De même en matière d’art et de culture. Ces activités sont progressivement gagnées par le numérique, mais il n’y a pas de limites aux besoins de création et de participation. Actuellement, la culture emploie relativement peu de monde par ce qu’on considère qu’elle est accessible à une minorité seulement de la société ; c’est évidemment faux ou du moins, ce n’est que le résultat des conditions socio-économiques actuelles. Si, grâce à l’intelligence artificielle, le niveau culturel s’élève parce qu’on aura davantage de moyens pour le promouvoir, le marché, si on peut employer ce terme, explosera. Regardons l’expérience du Puy-du-Fou et l’impact qu’il a pu avoir sur la vie des habitants du canton.

La politique elle aussi, qui n’est pour l’instant que gangrénée par le numérique, est fantastiquement sous-développée dans la vie des familles. Il n’y a pas plus de 0,5 % de la population qui adhère à un parti politique. Faute de temps et de culture. On en voit le résultat. Dans la Grèce antique, elle occupait une part essentielle du temps des citoyens, déchargés des tâches matérielles par les ilotes et autres non citoyens. Ce sont ces derniers qui seront remplacés par leurs descendants numériques de manière à permettre l’accès à tous à la citoyenneté véritable.

Que faisait un noble de l’ancien régime ? Il dirigeait son domaine et sa famille, faisait des affaires, allait à la chasse, montait à cheval, rendait visite ou accueillait des visiteurs, s’informait et faisait de la politique, intriguait, allait à la guerre, pouvait s’intéresser à la religion, aux arts et à la science. À son image, dans le futur et grâce aux nouveaux esclaves numériques et au revenu universel, chacun pourra développer ses propres activités, conditions de sa vie sociale, à finalité économique ou non.

En fait, l’esprit d’initiative et d’organisation qui a permis le développement des économies modernes devrait s’épanouir dans cette recherche d’activités humaines de toutes sortes.

La disparition de nombreux postes ne signifie donc pas qu’il n’y aura plus d’activités, mais une grande liberté de choix entre oisiveté et activités à but économique ou autre.

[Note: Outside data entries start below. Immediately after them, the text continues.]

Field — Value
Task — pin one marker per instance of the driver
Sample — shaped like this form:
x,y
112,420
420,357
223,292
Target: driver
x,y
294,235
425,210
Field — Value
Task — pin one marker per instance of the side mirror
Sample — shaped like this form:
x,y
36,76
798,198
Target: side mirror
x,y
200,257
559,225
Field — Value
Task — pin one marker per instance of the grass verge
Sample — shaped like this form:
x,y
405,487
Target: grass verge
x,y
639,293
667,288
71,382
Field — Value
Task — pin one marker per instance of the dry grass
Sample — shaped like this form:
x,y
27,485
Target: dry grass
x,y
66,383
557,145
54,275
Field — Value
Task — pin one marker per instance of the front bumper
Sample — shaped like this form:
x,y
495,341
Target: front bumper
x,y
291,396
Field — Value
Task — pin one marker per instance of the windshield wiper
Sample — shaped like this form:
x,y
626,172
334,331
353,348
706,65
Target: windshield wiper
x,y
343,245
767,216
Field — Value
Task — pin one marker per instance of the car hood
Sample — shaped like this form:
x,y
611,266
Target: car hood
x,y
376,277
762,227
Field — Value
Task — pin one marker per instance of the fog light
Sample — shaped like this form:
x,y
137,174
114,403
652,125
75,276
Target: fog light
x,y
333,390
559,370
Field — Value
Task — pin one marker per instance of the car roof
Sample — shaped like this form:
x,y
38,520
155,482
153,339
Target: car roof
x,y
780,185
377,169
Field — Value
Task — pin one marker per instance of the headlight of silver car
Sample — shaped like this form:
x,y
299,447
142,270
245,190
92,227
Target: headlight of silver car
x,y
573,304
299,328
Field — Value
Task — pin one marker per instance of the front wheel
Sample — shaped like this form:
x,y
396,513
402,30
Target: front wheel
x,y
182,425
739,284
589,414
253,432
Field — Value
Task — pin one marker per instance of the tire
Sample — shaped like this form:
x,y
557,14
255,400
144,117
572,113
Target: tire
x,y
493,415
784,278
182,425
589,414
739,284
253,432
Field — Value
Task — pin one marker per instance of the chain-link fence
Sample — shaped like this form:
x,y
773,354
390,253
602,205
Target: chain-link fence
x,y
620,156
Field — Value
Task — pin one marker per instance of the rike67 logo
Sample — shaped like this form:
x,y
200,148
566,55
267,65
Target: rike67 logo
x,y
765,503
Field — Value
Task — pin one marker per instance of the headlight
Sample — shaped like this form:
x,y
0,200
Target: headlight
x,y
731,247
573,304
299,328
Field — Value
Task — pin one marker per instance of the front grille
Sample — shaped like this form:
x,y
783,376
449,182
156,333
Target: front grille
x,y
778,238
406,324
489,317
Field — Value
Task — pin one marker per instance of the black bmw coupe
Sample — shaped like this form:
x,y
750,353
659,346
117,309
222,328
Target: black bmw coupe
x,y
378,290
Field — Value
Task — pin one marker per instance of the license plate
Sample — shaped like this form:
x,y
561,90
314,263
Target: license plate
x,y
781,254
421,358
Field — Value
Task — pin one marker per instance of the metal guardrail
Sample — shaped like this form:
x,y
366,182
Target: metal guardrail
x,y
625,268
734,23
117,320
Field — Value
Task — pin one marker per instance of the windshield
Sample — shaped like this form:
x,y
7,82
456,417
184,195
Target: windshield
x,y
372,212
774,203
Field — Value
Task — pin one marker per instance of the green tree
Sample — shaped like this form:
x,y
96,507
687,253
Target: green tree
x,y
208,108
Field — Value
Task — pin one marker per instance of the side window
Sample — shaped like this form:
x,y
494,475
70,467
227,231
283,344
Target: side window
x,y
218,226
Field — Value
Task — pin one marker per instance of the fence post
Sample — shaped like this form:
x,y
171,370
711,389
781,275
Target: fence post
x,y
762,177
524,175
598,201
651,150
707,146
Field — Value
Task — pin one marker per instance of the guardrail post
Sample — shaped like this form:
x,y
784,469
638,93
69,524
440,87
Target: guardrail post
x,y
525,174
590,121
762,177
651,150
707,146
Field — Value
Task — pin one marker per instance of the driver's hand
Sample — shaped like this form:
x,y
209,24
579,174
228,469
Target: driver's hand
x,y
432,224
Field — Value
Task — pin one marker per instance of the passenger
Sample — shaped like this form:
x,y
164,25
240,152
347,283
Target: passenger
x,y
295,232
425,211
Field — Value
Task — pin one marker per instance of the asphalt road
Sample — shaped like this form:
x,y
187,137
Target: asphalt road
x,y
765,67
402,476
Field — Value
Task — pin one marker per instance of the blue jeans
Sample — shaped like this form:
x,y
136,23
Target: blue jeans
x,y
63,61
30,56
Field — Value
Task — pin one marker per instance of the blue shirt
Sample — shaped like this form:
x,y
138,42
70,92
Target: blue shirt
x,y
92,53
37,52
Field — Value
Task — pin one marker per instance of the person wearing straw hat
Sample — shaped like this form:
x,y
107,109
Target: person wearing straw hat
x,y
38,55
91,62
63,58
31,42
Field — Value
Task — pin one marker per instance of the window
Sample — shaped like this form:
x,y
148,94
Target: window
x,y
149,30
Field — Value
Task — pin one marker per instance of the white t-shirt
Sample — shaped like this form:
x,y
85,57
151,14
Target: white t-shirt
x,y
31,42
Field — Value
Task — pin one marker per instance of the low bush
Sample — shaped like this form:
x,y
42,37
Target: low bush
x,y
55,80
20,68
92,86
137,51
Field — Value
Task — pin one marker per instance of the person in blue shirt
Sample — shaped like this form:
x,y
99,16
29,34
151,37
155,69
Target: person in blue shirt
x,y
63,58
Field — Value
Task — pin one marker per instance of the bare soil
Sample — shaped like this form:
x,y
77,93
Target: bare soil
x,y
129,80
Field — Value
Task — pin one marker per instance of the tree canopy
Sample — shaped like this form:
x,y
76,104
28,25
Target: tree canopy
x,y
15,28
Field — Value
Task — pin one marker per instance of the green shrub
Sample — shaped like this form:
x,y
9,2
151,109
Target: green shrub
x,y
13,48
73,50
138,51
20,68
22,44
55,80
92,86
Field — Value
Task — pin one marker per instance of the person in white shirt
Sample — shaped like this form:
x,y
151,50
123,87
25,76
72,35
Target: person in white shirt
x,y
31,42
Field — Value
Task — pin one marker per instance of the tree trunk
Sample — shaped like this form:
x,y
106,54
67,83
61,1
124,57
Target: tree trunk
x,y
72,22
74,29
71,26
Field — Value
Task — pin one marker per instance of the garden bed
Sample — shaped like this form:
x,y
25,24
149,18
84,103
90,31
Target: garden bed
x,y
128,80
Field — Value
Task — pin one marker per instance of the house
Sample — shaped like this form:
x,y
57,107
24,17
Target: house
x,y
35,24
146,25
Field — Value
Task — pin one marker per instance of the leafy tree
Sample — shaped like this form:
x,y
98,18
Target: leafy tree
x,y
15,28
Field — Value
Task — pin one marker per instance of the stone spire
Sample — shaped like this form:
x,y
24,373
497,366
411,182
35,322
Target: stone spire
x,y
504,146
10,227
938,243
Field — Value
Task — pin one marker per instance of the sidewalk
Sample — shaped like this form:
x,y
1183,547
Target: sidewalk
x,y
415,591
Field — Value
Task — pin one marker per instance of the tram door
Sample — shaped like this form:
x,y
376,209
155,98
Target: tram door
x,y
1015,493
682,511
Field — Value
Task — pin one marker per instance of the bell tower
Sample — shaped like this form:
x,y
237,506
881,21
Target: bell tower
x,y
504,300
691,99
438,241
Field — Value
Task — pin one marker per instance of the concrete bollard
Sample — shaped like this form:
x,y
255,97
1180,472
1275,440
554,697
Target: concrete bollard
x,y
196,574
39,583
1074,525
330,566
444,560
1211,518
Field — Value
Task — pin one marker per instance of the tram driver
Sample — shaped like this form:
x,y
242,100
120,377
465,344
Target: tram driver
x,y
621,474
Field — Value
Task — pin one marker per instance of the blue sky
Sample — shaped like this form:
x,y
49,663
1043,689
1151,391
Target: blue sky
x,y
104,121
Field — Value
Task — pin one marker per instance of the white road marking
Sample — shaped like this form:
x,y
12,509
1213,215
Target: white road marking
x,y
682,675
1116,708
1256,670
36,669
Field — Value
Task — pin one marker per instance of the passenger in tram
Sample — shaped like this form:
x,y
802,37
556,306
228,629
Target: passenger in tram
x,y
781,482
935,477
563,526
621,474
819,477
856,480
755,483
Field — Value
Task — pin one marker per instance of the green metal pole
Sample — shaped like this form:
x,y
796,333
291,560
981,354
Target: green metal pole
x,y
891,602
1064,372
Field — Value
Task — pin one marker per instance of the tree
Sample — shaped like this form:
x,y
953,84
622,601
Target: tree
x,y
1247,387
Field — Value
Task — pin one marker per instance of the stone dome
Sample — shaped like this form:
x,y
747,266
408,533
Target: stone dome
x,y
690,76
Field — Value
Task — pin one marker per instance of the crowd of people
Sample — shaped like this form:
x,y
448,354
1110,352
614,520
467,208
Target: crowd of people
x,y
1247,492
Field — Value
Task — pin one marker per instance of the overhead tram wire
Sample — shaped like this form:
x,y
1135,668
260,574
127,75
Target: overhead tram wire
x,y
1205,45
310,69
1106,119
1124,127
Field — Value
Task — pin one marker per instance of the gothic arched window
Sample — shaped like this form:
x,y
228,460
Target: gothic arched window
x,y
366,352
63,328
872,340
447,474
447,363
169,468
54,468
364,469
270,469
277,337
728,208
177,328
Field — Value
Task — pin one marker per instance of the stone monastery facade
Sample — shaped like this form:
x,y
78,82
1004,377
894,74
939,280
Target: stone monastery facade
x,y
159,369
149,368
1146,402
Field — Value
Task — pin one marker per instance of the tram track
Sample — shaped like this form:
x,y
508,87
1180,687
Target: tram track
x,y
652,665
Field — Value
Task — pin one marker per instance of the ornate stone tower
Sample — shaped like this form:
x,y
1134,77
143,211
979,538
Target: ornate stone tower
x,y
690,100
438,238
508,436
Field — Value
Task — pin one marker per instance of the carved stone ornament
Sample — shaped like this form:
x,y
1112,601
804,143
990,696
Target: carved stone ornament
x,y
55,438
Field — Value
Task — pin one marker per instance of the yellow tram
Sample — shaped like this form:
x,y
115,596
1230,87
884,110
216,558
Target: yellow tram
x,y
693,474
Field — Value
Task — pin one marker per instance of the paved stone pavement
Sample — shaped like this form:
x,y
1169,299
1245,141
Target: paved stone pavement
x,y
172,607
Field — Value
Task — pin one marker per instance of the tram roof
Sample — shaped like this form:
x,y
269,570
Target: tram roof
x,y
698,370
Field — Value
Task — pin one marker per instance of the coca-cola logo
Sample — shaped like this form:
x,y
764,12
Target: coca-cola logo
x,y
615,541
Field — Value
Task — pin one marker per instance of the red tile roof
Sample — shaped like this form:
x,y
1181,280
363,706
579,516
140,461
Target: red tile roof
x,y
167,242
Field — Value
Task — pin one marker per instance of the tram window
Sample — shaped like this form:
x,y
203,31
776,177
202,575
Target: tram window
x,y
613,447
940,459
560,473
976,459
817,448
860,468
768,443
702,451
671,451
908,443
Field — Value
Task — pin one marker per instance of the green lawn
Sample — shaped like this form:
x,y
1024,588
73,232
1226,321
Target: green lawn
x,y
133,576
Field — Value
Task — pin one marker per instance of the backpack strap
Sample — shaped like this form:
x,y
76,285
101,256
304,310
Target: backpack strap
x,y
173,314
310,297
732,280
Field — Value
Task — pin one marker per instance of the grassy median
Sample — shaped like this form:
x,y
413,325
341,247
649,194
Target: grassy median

Il n’y aura pas de lieux formels de travail spécialisés pour ces activités nouvelles qui se dérouleront partout où des contacts humains collectifs ou bilatéraux pourront exister ; espaces privés ou publics, naturels ou construits, domiciles, lieux de production, temples, hôpitaux, théâtres, stades et agoras.

La principale difficulté sera de faire admettre la transition, les individus ne réalisant que lentement les aspects positifs du changement et la loi tendant à s’y opposer en défendant la perpétuation des situations passées.